I scrolled through the photographs — of marches, sit-ins and fire hoses turned full blast and pointed at women attired in cotton sundresses and men in pressed short sleeves — and that old feeling of unease spread through me. It hadn’t gone away — just as all of the vitriol and hate hurled at protesters and activists like Dr. King is now part of daily discourse on television and online. But the image that stopped me, the one I couldn’t scroll beyond, was by photographer Steve Schapiro: a still life, trenchant in its simplicity. It features Dr. King’s room at the Lorraine Motel in Memphis, Tennessee, just hours after his murder. There is a table with a Styrofoam cup, his half-unpacked suitcase with his shaving cream, folded clothes and a copy of his book “Strength to Love.” A television is tuned to the news — the visage of a sober-eyed anchorman with Dr. King’s image over his shoulder, floating. What has remained with me is King’s suitcase. He may have felt embattled, despondent and, at moments, as if he were searching for hope. But he’d packed his clothes, his shaving cream, his book — each a totem, each meant to be used the next day and the next: one step, next step.

I represent my parents’ hope, their “blind trust,” their step into faith, their belief that tomorrow would be greater than today. We might have lost momentum, but we would stay afloat. In the darkest days, they trusted in a future they couldn’t see but kept the conviction that we, like they, would participate and help shape the future, through generational faith — move Dr. King’s “stone of hope” forward.

What this switchback on our long road forward has made me realize is that there is — and will always be — “mountaintops” to aim for, injustice to untangle, gains to protect. This darkness has trained our vision. It has made us look squarely at all the work that is yet-to-be finished: the heavy bitterness and hate that had been secreted into a closet’s dark corner. We don’t just check off the task, dust off our hands and move on; it takes constant vigilant effort.

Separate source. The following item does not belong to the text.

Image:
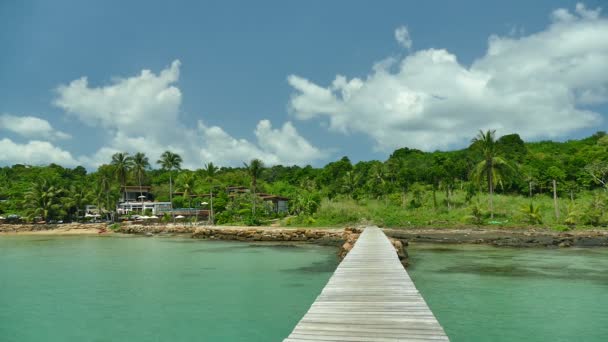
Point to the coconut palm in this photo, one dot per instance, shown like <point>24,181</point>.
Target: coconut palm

Hope is not passive; it’s not idle. A still-grieving Baldwin wrote in a 1972 Esquire magazine essay about the weight of the absence of his compatriot and dear friend, Dr. King: “Perhaps even more than the death itself [but] the manner of death” revealed the country for what it was — in terrible disarray, if not broken. “The marchers and petitioners” who put their faith — their hope — in a “blank, vast generality” of the United States, Baldwin reflected, were let down. “[They] were forced to suppose the existence of an entity which, when the chips were down, could not be located — i.e., there are no American people yet,” he cautioned. “Perhaps, however, the moral of the story (and the hope of the world) lies in what one demands not of others, but of oneself.”